Part (a): Which Models Give the Best Performance?

MARS achieves the lowest test RMSE (1.172), followed by SVM (2.073), NNet (2.501), and KNN (3.122).

MARS wins for structural reasons: the true data-generating function is a sum of smooth low-dimensional terms (a sine interaction, a quadratic, two linears), exactly the kind of structure that MARS’s piecewise polynomial basis represents efficiently. The best-tuned model used degree = 2 (allowing interactions between predictors) and 14 pruned terms.

SVM is the second-best model. Its RBF kernel can represent arbitrary smooth functions, but unlike MARS it has no mechanism for discarding noise predictors, so the five uninformative dimensions add estimation variance.

KNN performs worst. Euclidean distance is computed across all 10 predictors; the five noise dimensions dilute the signal from the informative ones, so even the optimal k gives a poor bias-variance trade-off.

Part (b): Does MARS Select the Informative Predictors?

vi_72 <- varImp(mars_72)$importance
vi_72$Predictor <- rownames(vi_72)

# varImp drops zero-importance predictors — rebuild with all 10 explicitly
all_preds <- data.frame(Predictor = paste0("X", 1:10), Overall = 0)
all_preds$Overall <- ifelse(
  all_preds$Predictor %in% vi_72$Predictor,
  vi_72$Overall[match(all_preds$Predictor, vi_72$Predictor)], 0
)
all_preds$Role <- ifelse(all_preds$Predictor %in% paste0("X", 1:5),
                         "Informative (X1-X5)", "Noise (X6-X10)")

# Hardcode exact order: noise group at bottom, informative sorted by importance
desired_order <- c("X6","X7","X8","X9","X10","X3","X5","X2","X4","X1")
all_preds$Predictor <- factor(all_preds$Predictor, levels = desired_order)

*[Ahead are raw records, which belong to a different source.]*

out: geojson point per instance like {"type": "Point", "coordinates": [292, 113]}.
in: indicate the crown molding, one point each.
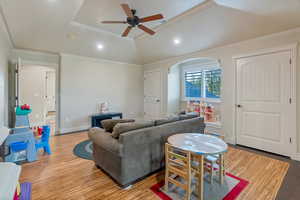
{"type": "Point", "coordinates": [97, 60]}
{"type": "Point", "coordinates": [194, 55]}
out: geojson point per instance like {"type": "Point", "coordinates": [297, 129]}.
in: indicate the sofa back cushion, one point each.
{"type": "Point", "coordinates": [109, 124]}
{"type": "Point", "coordinates": [126, 127]}
{"type": "Point", "coordinates": [166, 120]}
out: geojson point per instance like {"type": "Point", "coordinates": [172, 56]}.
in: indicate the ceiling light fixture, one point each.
{"type": "Point", "coordinates": [100, 46]}
{"type": "Point", "coordinates": [176, 41]}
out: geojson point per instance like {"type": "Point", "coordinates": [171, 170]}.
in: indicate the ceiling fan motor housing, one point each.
{"type": "Point", "coordinates": [133, 21]}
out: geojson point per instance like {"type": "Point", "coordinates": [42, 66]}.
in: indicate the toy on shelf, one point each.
{"type": "Point", "coordinates": [209, 113]}
{"type": "Point", "coordinates": [44, 141]}
{"type": "Point", "coordinates": [23, 110]}
{"type": "Point", "coordinates": [18, 150]}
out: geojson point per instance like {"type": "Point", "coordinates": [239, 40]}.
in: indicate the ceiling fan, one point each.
{"type": "Point", "coordinates": [134, 20]}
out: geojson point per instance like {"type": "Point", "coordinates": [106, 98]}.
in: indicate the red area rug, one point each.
{"type": "Point", "coordinates": [232, 193]}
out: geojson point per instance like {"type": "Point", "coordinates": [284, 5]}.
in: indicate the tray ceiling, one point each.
{"type": "Point", "coordinates": [73, 27]}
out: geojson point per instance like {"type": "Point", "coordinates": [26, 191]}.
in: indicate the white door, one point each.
{"type": "Point", "coordinates": [50, 90]}
{"type": "Point", "coordinates": [152, 94]}
{"type": "Point", "coordinates": [264, 110]}
{"type": "Point", "coordinates": [32, 86]}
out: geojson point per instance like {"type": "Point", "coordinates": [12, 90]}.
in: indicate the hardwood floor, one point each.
{"type": "Point", "coordinates": [65, 176]}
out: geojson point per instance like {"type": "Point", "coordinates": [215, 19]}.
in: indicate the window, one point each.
{"type": "Point", "coordinates": [202, 83]}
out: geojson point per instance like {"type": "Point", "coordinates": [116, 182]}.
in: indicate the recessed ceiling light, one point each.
{"type": "Point", "coordinates": [176, 41]}
{"type": "Point", "coordinates": [100, 46]}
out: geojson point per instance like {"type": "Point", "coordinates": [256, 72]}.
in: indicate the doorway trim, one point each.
{"type": "Point", "coordinates": [162, 98]}
{"type": "Point", "coordinates": [57, 87]}
{"type": "Point", "coordinates": [293, 49]}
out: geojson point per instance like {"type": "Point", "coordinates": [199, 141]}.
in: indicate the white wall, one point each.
{"type": "Point", "coordinates": [225, 54]}
{"type": "Point", "coordinates": [86, 81]}
{"type": "Point", "coordinates": [5, 48]}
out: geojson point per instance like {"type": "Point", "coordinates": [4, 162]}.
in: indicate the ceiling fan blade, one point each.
{"type": "Point", "coordinates": [152, 18]}
{"type": "Point", "coordinates": [127, 10]}
{"type": "Point", "coordinates": [126, 32]}
{"type": "Point", "coordinates": [147, 30]}
{"type": "Point", "coordinates": [113, 22]}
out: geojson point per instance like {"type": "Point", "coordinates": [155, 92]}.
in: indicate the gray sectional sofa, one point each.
{"type": "Point", "coordinates": [137, 153]}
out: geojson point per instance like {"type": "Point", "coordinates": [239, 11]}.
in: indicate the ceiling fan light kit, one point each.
{"type": "Point", "coordinates": [134, 21]}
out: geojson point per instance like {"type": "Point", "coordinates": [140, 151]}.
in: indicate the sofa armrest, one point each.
{"type": "Point", "coordinates": [103, 139]}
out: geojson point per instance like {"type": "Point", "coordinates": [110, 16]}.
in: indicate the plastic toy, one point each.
{"type": "Point", "coordinates": [44, 141]}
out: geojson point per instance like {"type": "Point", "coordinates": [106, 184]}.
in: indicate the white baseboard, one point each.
{"type": "Point", "coordinates": [296, 156]}
{"type": "Point", "coordinates": [230, 140]}
{"type": "Point", "coordinates": [74, 129]}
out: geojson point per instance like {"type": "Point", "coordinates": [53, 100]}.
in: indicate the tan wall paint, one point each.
{"type": "Point", "coordinates": [85, 82]}
{"type": "Point", "coordinates": [225, 55]}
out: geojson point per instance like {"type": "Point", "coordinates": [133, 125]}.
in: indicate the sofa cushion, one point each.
{"type": "Point", "coordinates": [109, 124]}
{"type": "Point", "coordinates": [167, 120]}
{"type": "Point", "coordinates": [188, 116]}
{"type": "Point", "coordinates": [104, 140]}
{"type": "Point", "coordinates": [126, 127]}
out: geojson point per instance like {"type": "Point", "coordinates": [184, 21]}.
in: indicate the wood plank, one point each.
{"type": "Point", "coordinates": [63, 176]}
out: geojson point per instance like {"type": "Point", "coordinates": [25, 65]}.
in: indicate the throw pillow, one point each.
{"type": "Point", "coordinates": [126, 127]}
{"type": "Point", "coordinates": [109, 124]}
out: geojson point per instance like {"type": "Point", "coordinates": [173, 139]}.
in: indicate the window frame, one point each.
{"type": "Point", "coordinates": [198, 68]}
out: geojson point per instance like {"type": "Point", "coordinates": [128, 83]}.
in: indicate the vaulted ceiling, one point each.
{"type": "Point", "coordinates": [74, 27]}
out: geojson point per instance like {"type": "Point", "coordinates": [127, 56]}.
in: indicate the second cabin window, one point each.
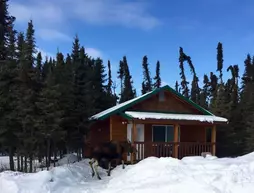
{"type": "Point", "coordinates": [161, 96]}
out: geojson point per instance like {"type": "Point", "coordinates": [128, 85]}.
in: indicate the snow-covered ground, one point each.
{"type": "Point", "coordinates": [162, 175]}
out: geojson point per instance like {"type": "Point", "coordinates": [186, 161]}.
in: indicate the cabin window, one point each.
{"type": "Point", "coordinates": [163, 133]}
{"type": "Point", "coordinates": [161, 96]}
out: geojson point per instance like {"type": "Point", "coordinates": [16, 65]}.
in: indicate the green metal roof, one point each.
{"type": "Point", "coordinates": [125, 105]}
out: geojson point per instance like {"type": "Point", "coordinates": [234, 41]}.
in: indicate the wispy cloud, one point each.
{"type": "Point", "coordinates": [52, 34]}
{"type": "Point", "coordinates": [117, 12]}
{"type": "Point", "coordinates": [95, 12]}
{"type": "Point", "coordinates": [45, 54]}
{"type": "Point", "coordinates": [44, 13]}
{"type": "Point", "coordinates": [94, 52]}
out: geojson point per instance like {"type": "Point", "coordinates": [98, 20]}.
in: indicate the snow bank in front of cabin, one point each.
{"type": "Point", "coordinates": [164, 175]}
{"type": "Point", "coordinates": [198, 174]}
{"type": "Point", "coordinates": [172, 116]}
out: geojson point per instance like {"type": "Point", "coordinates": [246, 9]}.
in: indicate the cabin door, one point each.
{"type": "Point", "coordinates": [140, 138]}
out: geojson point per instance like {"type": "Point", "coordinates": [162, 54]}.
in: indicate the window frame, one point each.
{"type": "Point", "coordinates": [165, 128]}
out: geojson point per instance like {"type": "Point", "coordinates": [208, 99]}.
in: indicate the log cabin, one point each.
{"type": "Point", "coordinates": [161, 123]}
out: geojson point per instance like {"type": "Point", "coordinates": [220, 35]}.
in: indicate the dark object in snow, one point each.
{"type": "Point", "coordinates": [102, 155]}
{"type": "Point", "coordinates": [204, 154]}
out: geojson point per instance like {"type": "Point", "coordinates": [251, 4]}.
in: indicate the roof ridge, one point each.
{"type": "Point", "coordinates": [119, 107]}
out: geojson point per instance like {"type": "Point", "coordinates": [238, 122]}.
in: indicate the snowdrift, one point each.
{"type": "Point", "coordinates": [164, 175]}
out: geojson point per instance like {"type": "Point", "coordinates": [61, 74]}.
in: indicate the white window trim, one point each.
{"type": "Point", "coordinates": [165, 131]}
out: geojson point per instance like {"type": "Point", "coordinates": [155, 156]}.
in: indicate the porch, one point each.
{"type": "Point", "coordinates": [170, 138]}
{"type": "Point", "coordinates": [172, 149]}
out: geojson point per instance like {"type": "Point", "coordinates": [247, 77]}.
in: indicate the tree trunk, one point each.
{"type": "Point", "coordinates": [25, 163]}
{"type": "Point", "coordinates": [30, 163]}
{"type": "Point", "coordinates": [54, 150]}
{"type": "Point", "coordinates": [48, 152]}
{"type": "Point", "coordinates": [18, 162]}
{"type": "Point", "coordinates": [22, 164]}
{"type": "Point", "coordinates": [11, 158]}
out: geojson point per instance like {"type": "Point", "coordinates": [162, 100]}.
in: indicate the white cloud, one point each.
{"type": "Point", "coordinates": [119, 12]}
{"type": "Point", "coordinates": [93, 52]}
{"type": "Point", "coordinates": [45, 54]}
{"type": "Point", "coordinates": [95, 12]}
{"type": "Point", "coordinates": [43, 13]}
{"type": "Point", "coordinates": [52, 34]}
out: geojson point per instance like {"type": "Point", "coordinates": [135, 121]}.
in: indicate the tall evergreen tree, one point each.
{"type": "Point", "coordinates": [157, 78]}
{"type": "Point", "coordinates": [220, 60]}
{"type": "Point", "coordinates": [147, 82]}
{"type": "Point", "coordinates": [128, 91]}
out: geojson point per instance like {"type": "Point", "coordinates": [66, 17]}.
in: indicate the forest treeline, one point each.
{"type": "Point", "coordinates": [45, 103]}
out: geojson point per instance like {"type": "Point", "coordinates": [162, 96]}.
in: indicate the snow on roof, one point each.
{"type": "Point", "coordinates": [124, 105]}
{"type": "Point", "coordinates": [114, 108]}
{"type": "Point", "coordinates": [189, 117]}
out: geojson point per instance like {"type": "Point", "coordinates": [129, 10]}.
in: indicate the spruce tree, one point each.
{"type": "Point", "coordinates": [147, 82]}
{"type": "Point", "coordinates": [157, 78]}
{"type": "Point", "coordinates": [128, 91]}
{"type": "Point", "coordinates": [220, 60]}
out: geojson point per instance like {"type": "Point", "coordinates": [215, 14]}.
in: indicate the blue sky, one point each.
{"type": "Point", "coordinates": [111, 29]}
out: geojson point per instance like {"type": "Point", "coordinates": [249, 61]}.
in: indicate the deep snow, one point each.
{"type": "Point", "coordinates": [191, 174]}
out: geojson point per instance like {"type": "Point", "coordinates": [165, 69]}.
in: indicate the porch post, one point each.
{"type": "Point", "coordinates": [133, 139]}
{"type": "Point", "coordinates": [176, 140]}
{"type": "Point", "coordinates": [213, 140]}
{"type": "Point", "coordinates": [111, 128]}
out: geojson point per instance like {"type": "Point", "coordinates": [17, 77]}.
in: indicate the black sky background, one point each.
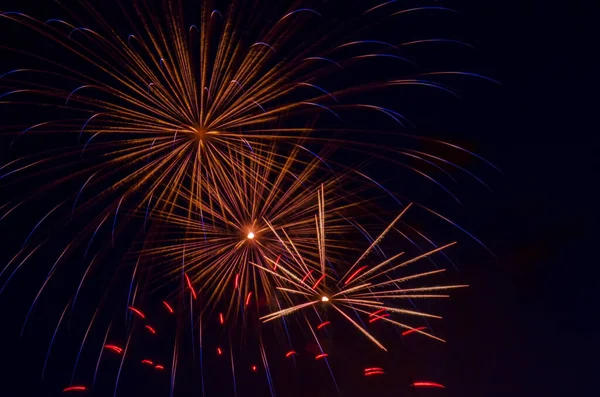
{"type": "Point", "coordinates": [526, 325]}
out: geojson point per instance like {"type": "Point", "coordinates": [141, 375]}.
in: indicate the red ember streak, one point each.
{"type": "Point", "coordinates": [323, 324]}
{"type": "Point", "coordinates": [114, 348]}
{"type": "Point", "coordinates": [318, 281]}
{"type": "Point", "coordinates": [136, 311]}
{"type": "Point", "coordinates": [428, 384]}
{"type": "Point", "coordinates": [190, 285]}
{"type": "Point", "coordinates": [376, 313]}
{"type": "Point", "coordinates": [307, 274]}
{"type": "Point", "coordinates": [379, 317]}
{"type": "Point", "coordinates": [75, 388]}
{"type": "Point", "coordinates": [355, 274]}
{"type": "Point", "coordinates": [169, 308]}
{"type": "Point", "coordinates": [411, 331]}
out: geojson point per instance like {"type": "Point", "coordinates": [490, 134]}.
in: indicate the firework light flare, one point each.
{"type": "Point", "coordinates": [372, 291]}
{"type": "Point", "coordinates": [215, 155]}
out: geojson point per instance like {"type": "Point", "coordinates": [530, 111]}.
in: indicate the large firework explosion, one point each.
{"type": "Point", "coordinates": [211, 153]}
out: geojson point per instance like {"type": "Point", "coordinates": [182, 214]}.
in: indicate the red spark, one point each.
{"type": "Point", "coordinates": [114, 348]}
{"type": "Point", "coordinates": [323, 324]}
{"type": "Point", "coordinates": [75, 388]}
{"type": "Point", "coordinates": [428, 384]}
{"type": "Point", "coordinates": [191, 287]}
{"type": "Point", "coordinates": [355, 274]}
{"type": "Point", "coordinates": [307, 274]}
{"type": "Point", "coordinates": [411, 331]}
{"type": "Point", "coordinates": [318, 281]}
{"type": "Point", "coordinates": [136, 311]}
{"type": "Point", "coordinates": [169, 308]}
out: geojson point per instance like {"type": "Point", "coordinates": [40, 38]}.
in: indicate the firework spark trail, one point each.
{"type": "Point", "coordinates": [195, 150]}
{"type": "Point", "coordinates": [367, 295]}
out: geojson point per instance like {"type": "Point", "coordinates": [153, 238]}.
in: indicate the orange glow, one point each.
{"type": "Point", "coordinates": [114, 348]}
{"type": "Point", "coordinates": [411, 331]}
{"type": "Point", "coordinates": [355, 274]}
{"type": "Point", "coordinates": [307, 274]}
{"type": "Point", "coordinates": [276, 263]}
{"type": "Point", "coordinates": [190, 285]}
{"type": "Point", "coordinates": [169, 308]}
{"type": "Point", "coordinates": [136, 311]}
{"type": "Point", "coordinates": [323, 324]}
{"type": "Point", "coordinates": [149, 328]}
{"type": "Point", "coordinates": [428, 384]}
{"type": "Point", "coordinates": [75, 388]}
{"type": "Point", "coordinates": [318, 281]}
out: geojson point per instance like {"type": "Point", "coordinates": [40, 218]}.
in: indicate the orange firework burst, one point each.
{"type": "Point", "coordinates": [371, 291]}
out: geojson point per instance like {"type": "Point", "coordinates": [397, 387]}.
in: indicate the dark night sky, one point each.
{"type": "Point", "coordinates": [525, 326]}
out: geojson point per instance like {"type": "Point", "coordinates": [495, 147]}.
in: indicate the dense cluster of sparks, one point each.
{"type": "Point", "coordinates": [211, 134]}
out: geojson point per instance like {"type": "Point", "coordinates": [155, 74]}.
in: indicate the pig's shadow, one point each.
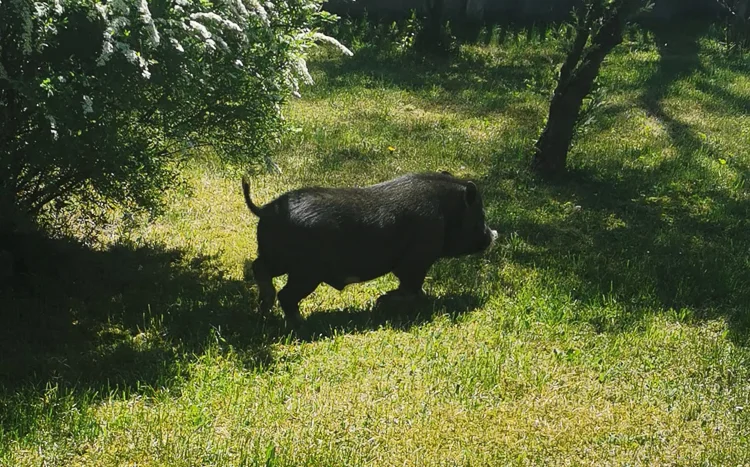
{"type": "Point", "coordinates": [393, 315]}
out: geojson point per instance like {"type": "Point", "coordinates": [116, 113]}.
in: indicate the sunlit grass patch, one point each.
{"type": "Point", "coordinates": [607, 327]}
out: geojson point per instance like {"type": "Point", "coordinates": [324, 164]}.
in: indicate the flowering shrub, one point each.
{"type": "Point", "coordinates": [99, 97]}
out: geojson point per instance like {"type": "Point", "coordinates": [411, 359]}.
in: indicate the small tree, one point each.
{"type": "Point", "coordinates": [433, 36]}
{"type": "Point", "coordinates": [738, 24]}
{"type": "Point", "coordinates": [99, 98]}
{"type": "Point", "coordinates": [602, 21]}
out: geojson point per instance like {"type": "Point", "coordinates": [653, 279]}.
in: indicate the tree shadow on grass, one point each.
{"type": "Point", "coordinates": [646, 239]}
{"type": "Point", "coordinates": [130, 319]}
{"type": "Point", "coordinates": [117, 318]}
{"type": "Point", "coordinates": [470, 83]}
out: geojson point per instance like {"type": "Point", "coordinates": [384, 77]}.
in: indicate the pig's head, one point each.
{"type": "Point", "coordinates": [469, 232]}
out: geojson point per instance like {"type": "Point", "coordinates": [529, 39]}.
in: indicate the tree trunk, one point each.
{"type": "Point", "coordinates": [576, 79]}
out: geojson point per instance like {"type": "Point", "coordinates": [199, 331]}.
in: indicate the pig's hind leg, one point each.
{"type": "Point", "coordinates": [297, 287]}
{"type": "Point", "coordinates": [264, 279]}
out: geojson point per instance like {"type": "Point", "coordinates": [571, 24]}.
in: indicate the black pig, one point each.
{"type": "Point", "coordinates": [341, 236]}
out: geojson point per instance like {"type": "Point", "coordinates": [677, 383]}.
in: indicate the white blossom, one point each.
{"type": "Point", "coordinates": [201, 29]}
{"type": "Point", "coordinates": [259, 11]}
{"type": "Point", "coordinates": [176, 44]}
{"type": "Point", "coordinates": [217, 19]}
{"type": "Point", "coordinates": [153, 33]}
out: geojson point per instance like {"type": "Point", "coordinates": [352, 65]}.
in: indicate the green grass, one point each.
{"type": "Point", "coordinates": [609, 327]}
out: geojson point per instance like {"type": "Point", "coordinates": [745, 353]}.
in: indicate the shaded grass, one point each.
{"type": "Point", "coordinates": [609, 326]}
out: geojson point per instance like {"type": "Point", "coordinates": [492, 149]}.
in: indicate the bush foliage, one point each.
{"type": "Point", "coordinates": [98, 99]}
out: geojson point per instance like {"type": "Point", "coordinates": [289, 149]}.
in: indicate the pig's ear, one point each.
{"type": "Point", "coordinates": [471, 193]}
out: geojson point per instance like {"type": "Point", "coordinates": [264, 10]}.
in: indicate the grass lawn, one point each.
{"type": "Point", "coordinates": [609, 326]}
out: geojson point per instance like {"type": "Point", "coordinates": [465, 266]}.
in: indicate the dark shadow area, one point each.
{"type": "Point", "coordinates": [678, 58]}
{"type": "Point", "coordinates": [401, 316]}
{"type": "Point", "coordinates": [730, 103]}
{"type": "Point", "coordinates": [130, 319]}
{"type": "Point", "coordinates": [116, 318]}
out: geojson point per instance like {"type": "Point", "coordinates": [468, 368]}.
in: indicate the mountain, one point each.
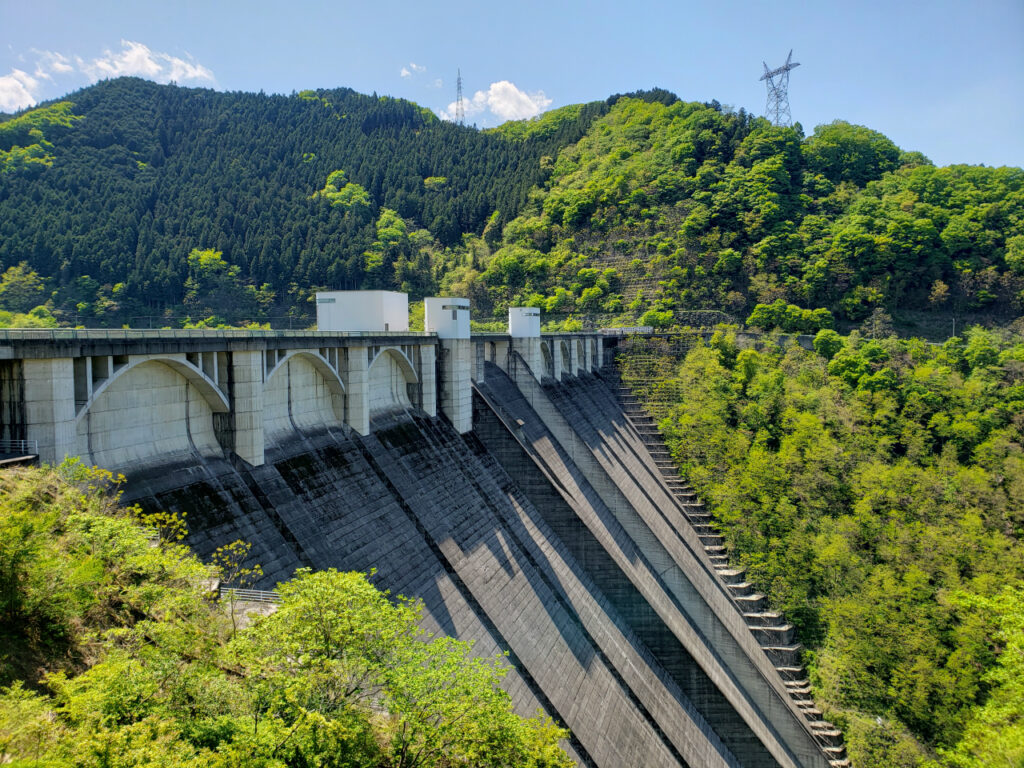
{"type": "Point", "coordinates": [638, 207]}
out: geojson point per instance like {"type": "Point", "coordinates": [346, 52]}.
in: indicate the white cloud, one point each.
{"type": "Point", "coordinates": [17, 90]}
{"type": "Point", "coordinates": [413, 69]}
{"type": "Point", "coordinates": [137, 59]}
{"type": "Point", "coordinates": [50, 62]}
{"type": "Point", "coordinates": [504, 100]}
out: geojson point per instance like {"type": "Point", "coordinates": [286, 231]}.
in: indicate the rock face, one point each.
{"type": "Point", "coordinates": [547, 531]}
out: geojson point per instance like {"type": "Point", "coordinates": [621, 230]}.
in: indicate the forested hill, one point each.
{"type": "Point", "coordinates": [129, 199]}
{"type": "Point", "coordinates": [122, 180]}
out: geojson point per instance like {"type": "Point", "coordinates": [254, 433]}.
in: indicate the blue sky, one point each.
{"type": "Point", "coordinates": [943, 78]}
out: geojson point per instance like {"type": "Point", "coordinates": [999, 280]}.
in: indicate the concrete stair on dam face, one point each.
{"type": "Point", "coordinates": [589, 680]}
{"type": "Point", "coordinates": [770, 629]}
{"type": "Point", "coordinates": [611, 552]}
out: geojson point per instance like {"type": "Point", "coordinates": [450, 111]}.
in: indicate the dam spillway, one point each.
{"type": "Point", "coordinates": [496, 478]}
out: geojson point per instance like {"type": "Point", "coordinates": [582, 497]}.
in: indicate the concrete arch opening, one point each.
{"type": "Point", "coordinates": [153, 408]}
{"type": "Point", "coordinates": [389, 380]}
{"type": "Point", "coordinates": [302, 393]}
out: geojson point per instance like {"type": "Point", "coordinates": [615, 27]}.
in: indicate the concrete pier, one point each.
{"type": "Point", "coordinates": [126, 398]}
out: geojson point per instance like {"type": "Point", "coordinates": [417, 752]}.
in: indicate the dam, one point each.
{"type": "Point", "coordinates": [505, 479]}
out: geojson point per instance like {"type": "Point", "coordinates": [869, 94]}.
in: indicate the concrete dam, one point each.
{"type": "Point", "coordinates": [504, 479]}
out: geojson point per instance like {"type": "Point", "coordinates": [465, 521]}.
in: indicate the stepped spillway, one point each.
{"type": "Point", "coordinates": [551, 532]}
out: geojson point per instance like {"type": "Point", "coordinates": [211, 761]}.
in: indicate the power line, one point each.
{"type": "Point", "coordinates": [460, 108]}
{"type": "Point", "coordinates": [777, 81]}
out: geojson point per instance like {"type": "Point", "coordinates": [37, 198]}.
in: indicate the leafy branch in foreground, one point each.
{"type": "Point", "coordinates": [114, 654]}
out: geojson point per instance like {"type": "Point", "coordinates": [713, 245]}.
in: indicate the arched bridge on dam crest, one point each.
{"type": "Point", "coordinates": [498, 477]}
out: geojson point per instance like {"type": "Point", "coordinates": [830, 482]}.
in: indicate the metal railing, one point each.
{"type": "Point", "coordinates": [251, 596]}
{"type": "Point", "coordinates": [99, 334]}
{"type": "Point", "coordinates": [20, 448]}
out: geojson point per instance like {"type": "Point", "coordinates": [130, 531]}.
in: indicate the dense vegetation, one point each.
{"type": "Point", "coordinates": [674, 207]}
{"type": "Point", "coordinates": [638, 208]}
{"type": "Point", "coordinates": [105, 194]}
{"type": "Point", "coordinates": [875, 489]}
{"type": "Point", "coordinates": [113, 654]}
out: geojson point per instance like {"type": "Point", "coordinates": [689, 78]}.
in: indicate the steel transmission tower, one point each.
{"type": "Point", "coordinates": [777, 81]}
{"type": "Point", "coordinates": [460, 108]}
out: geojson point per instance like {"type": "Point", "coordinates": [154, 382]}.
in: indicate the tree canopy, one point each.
{"type": "Point", "coordinates": [112, 652]}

ggplot(all_preds, aes(x = Predictor, y = Overall, fill = Role)) +
  geom_col(width = 0.6) +
  coord_flip() +
  scale_fill_manual(
    values = c("Informative (X1-X5)" = "#2166ac",
               "Noise (X6-X10)"      = "#d73027")
  ) +
  labs(
    title    = "MARS Correctly Identifies Informative Predictors and Discards Noise",
    subtitle = "All five noise predictors (X6-X10) receive exactly zero importance",
    x = NULL, y = "Importance (scaled 0-100)", fill = NULL
  ) +
  theme_minimal(base_size = 13)

vi_72 <- arrange(all_preds, desc(Overall))

vi_table <- vi_72 |>
  select(Predictor, Type = Role, Importance = Overall) |>
  mutate(
    Type       = ifelse(grepl("Informative", Type), "Informative", "Noise"),
    Importance = round(Importance, 1)
  )

knitr::kable(vi_table, row.names = FALSE,
             caption = "MARS variable importance for the Friedman data",
             )

MARS variable importance for the Friedman data
Predictor	Type	Importance
X1	Informative	100.0
X4	Informative	75.2
X2	Informative	48.7
X5	Informative	15.5
X3	Informative	0.0
X6	Noise	0.0
X7	Noise	0.0
X8	Noise	0.0
X9	Noise	0.0
X10	Noise	0.0

MARS perfectly separates signal from noise. All five noise predictors receive zero importance, meaning MARS’s pruning algorithm found no basis functions involving X6 through X10 that improved the model enough to retain — they were discarded entirely.

Among the informative predictors, the ranking is intuitive. X1 scores highest because it appears in the dominant sine interaction term, and its marginal contribution is amplified by the fact that MARS must build multiple hinge functions to approximate a sine wave. X4 ranks second with 75%, consistent with its linear coefficient of 10. X2 ranks third despite also appearing in the sine interaction — the asymmetry between X1 and X2 arises because MARS builds interactions sequentially and attributes more credit to the first variable encountered. X5 ranks fourth at 16%, reflecting its smaller linear coefficient of 5.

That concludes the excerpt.